The most evident symptom of food addiction is overeating — the sudden, impulsive need to eat a huge amount of food. Check with a doctor if you're trying to stop food addiction.
The most evident symptom of food addiction is overeating — the sudden, impulsive need to eat a huge amount of food. Check with a doctor if you’re trying to stop food addiction.

Food addiction is a mental condition that leads to a dependence on eating. Despite not yet being recognized by some mental health institutions, this condition can lead to symptoms like anxiety, impulsivity, and social impairment. Here’s what you need to know.

What is food addiction?

Food addiction is a condition in which a person develops a dependence on eating, causing a lack of control, overeating, and feelings of guilt. Like substance addiction, this disorder can be very debilitating for your mental health and have several physical side effects.

Someone who is a food addict is more sensitive to the rewarding properties of food, such as the temporary satisfaction of eating something that tastes good. Usually, these mechanisms appear when you lack nutrients or liquids or haven’t eaten in a long time.

However, a food addict will be more receptive to these reward mechanisms on a day-to-day basis. This indicates that there has been a slight behavioral change — a food addict doesn’t seek to eat when hungry but to pursue the reward it gives.

It’s important to know that food addiction isn’t listed in most standardized mental health manuals like the Diagnostic and Statistical Manual of Mental Disorders. However, recent research suggests that this condition can be studied and usually follows a general guideline regarding symptoms.

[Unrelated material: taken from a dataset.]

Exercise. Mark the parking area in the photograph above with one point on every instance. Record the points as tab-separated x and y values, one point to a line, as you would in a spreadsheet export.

Naturally, food addiction is closely linked to obesity, one of the most concerning conditions in the US. Estimations regarding the number of obese people globally show that 25 to 50 percent are obese. As such, experts are pushing for including food addiction assessment as part of the obesity treatment.

Food addiction symptoms

Because it’s not recognized as an official condition, it’s hard to pinpoint the exact symptoms of food addiction. However, there are a few general guidelines that experts have established to recognize if a person is a food addict.

The most evident symptom of food addiction is overeating — the sudden, impulsive need to eat a huge amount of food. This happens to most people, but food addicts may regularly overeat. 

Another telltale sign of food addiction is the inability to lose weight. Medications, diet, and exercise don’t affect food addicts, as their overeating often causes them to gain weight the weight they lost.

Upon closer inspection, you should be able to tell if you’re a food addict by looking for specific behavioral patterns surrounding foods. Although having one of these symptoms doesn’t automatically mean you’re addicted to food, it could mean you need to check with a doctor:

  • Impaired control when it comes to restricting food intake
  • Sudden impulsivity around tempting foods
  • Increased sensitivity to the reward mechanisms triggered by eating
  • Frequent food cravings, even when you’re full
  • Social impairment due to the stigma surrounding your weight
  • Inability to stop eating foods that are harmful to you

Feelings of anxiety and depression, along with other mental health symptoms, could also stem from food addiction. If you think you could have an eating addiction, make sure to check with a doctor to clear all your doubts.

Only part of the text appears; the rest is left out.